Publikationen

Unter 2 Grad: Schaffen wir das?

Die COP21 Vereinbarung von Paris gilt als Durchbruch beim internationalen Klimaschutz. Doch was ist das Abkommen wirklich wert? Welche Risiken birgt es? Was muss jetzt politisch folgen? Wir sprachen darüber mit Jörg Sommer, dem Mitherausgeber des spannenden Sammelbandes „Unter 2 Grad?“.

30.06.2016

UmweltDialog: Der Pariser Klimagipfel hat Geschichte geschrieben – auf dem Papier. Doch wie läuft die praktische Umsetzung aus Ihrer Sicht?

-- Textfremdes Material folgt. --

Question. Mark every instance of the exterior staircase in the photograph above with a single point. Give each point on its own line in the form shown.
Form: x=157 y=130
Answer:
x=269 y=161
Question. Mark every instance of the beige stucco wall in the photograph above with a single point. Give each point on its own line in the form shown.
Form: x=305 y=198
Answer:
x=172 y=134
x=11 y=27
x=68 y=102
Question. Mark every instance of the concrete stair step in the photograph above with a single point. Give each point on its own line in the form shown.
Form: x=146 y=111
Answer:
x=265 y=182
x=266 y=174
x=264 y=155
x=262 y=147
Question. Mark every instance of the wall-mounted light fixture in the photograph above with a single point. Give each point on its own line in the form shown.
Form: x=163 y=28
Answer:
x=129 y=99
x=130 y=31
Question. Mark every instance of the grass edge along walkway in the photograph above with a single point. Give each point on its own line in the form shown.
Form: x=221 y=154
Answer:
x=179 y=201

Jörg Sommer: Die Herausforderung ist in der Tat groß: Die Weltklimakonferenz hat sich auf das erste Klimaschutzabkommen geeinigt, das alle Länder in die Pflicht nimmt. Mit dem Abkommen bekennt sich die Weltgemeinschaft völkerrechtlich verbindlich zum Ziel, die Erderwärmung auf unter zwei Grad zu begrenzen und strebt das noch ehrgeizigere Ziel von unter 1,5 Grad an. Es stimmt: So konkret diese Ziele formuliert sind, so unverbindlich sind die Schritte auf dem Weg dorthin. Gesetzt wird auf die Freiwilligkeit der Nationalstaaten. Jedes Land soll dazu beitragen, was es kann. Eine Formel, die den Disparitäten zwischen „Nord und Süd“ Rechnung trägt und die das Abkommen letztlich erst möglich gemacht hat.

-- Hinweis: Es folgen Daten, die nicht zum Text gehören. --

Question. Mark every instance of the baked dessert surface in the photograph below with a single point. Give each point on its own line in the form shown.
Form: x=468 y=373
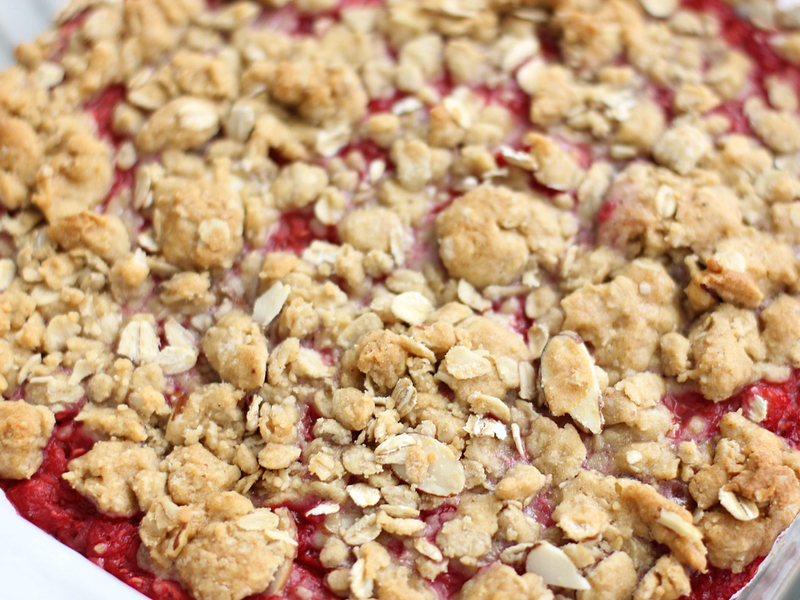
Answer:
x=411 y=299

Seit 1972 mit „Die Grenzen des Wachstums“ der erste Bericht an den Club of Rome erschien, haben wir viel Wissen über diese Herausforderungen und mögliche Antworten angesammelt. Es ist das Handeln, das bislang diesem Wissen nicht oder zu langsam folgt. Entscheidendes Handeln braucht entschiedene Treiber. Und es braucht Koalitionen. Diese Koalitionen aus Politik, Wissenschaft, Wirtschaft und Zivilgesellschaft können aber nur im Diskurs entstehen. Das ist ein ganz wesentlicher Grund für unser Buch. Denn die praktische Umsetzung beginnt erst jetzt. Und da sind alle Länder, auch Deutschland gefordert. Die aktuell weltweit formulierten Selbstverpflichtungen würden das 2 Grad Ziel bei weitem nicht erreichen sondern uns eher in eine 3 – 4 Grad Welt führen. Auch Deutschland müsste noch mächtig zulegen, um die eigenen Beiträge zu erfüllen.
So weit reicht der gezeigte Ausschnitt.